Иван Васильевич замолчал и грустно посмотрел на Курицына.

— Сноха твоя Олена сего уразуметь не может и внука сбивает… Да и Патрикеевы сего не разумеют.

— Яз за воссоединение всех искони русских православных земель с нами, а Патрикеевы за мир с папой и с зятем моим Лександром, верным его слугой. Яз разумею, единая поддержка нам на Литве — православные по грецкому закону, а за что и в Литве стоят все русские князья и все русские селяне и черные люди. Яз при тобе о сем снохе Олене сказывал, а ты беседовал с ней?

— Не разумеет она, государь. Одно твердит: «Сие все невежество и суеверие!» Вопче, как ты сказываешь, «высокоумничает». А у меня есть еще, государь, вельми любопытные вести: жалобы на посла нашего к султану Баязету, на боярина Михайлу Плещеева. Жаловались турские вельможи Менглы-Гирею, что Михайла при представлении султану не падал ниц и не совершал никаких положенных обрядов, которые совершают все послы иноземных королей и даже послы самого германского кесаря. Вельми дерзок он. Непривычное для султана и для его турского двора было обращение Михайлы перед представлением Баязету: не захотел он говорить ни с кем из пашей и даже с самим великим визирем, а требовал токмо разговора от твоего имени с самим султаном. Так же надменно вел он собя, когда говорил с самим Баязетом. Но все же в конце беседы султан заявил, что хочет быть в дружбе и любви с московским государем и подписать докончанье о торговле. Мало того, Баязет подарил Михайле халат с своего плеча и мешочек с золотыми корабленниками, а боярин Плещеев подарка не принял и заявил, что у него своего всего в достатке и он ни в чем нужды не ведает…

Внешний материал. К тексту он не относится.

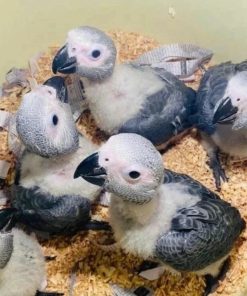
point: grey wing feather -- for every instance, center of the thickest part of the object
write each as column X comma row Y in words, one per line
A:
column 200, row 235
column 6, row 248
column 46, row 212
column 163, row 114
column 211, row 90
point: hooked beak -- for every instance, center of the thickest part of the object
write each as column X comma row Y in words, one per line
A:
column 62, row 63
column 225, row 113
column 58, row 83
column 90, row 170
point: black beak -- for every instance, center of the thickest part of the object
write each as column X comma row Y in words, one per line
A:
column 225, row 113
column 62, row 63
column 90, row 170
column 58, row 83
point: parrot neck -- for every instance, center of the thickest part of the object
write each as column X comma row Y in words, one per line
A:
column 131, row 211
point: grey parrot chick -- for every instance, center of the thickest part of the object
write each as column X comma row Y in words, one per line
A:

— Добре, — одобрил государь, — ничем Михайла нам никакой нечести не учинил. А сам-то султан жаловался на посла?

— Жалоб от султана не было. Султан, отпустив с честью Плещеева, послал с ним к тобе своего посла и своих гостей-купцов, а в городе Путивле наместник зятя твоего, по имени Богдан Федорович, ни посла турского, ни русских гостей, ни заморских гостей, бывших с ним, как жалуется Плещеев, не пропустил. С Литвой зреет война, государь…

В тысяча четыреста девяносто девятом году, сентября первого, прислал Абдул-Летиф, казанский царь, борзую грамоту, что татарский князь Урак сговорился с Салтык-ханом, царевичем бывшей Золотой Орды, и идет на Казань войной. Абдул-Летиф просил у государя Ивана Васильевича быстрой помощи.

Государь тотчас же приказал набольшему воеводе Патрикееву послать в первых числах сентября к Казани конные полки, а воеводам быть по полкам: в большом полку — князю Семену Ивановичу Ряполовскому, в передовом полку — брату его двоюродному, князю Василию Рамадановскому, в правой руке — Семену Карпову, в левой руке — Андрею Коробову.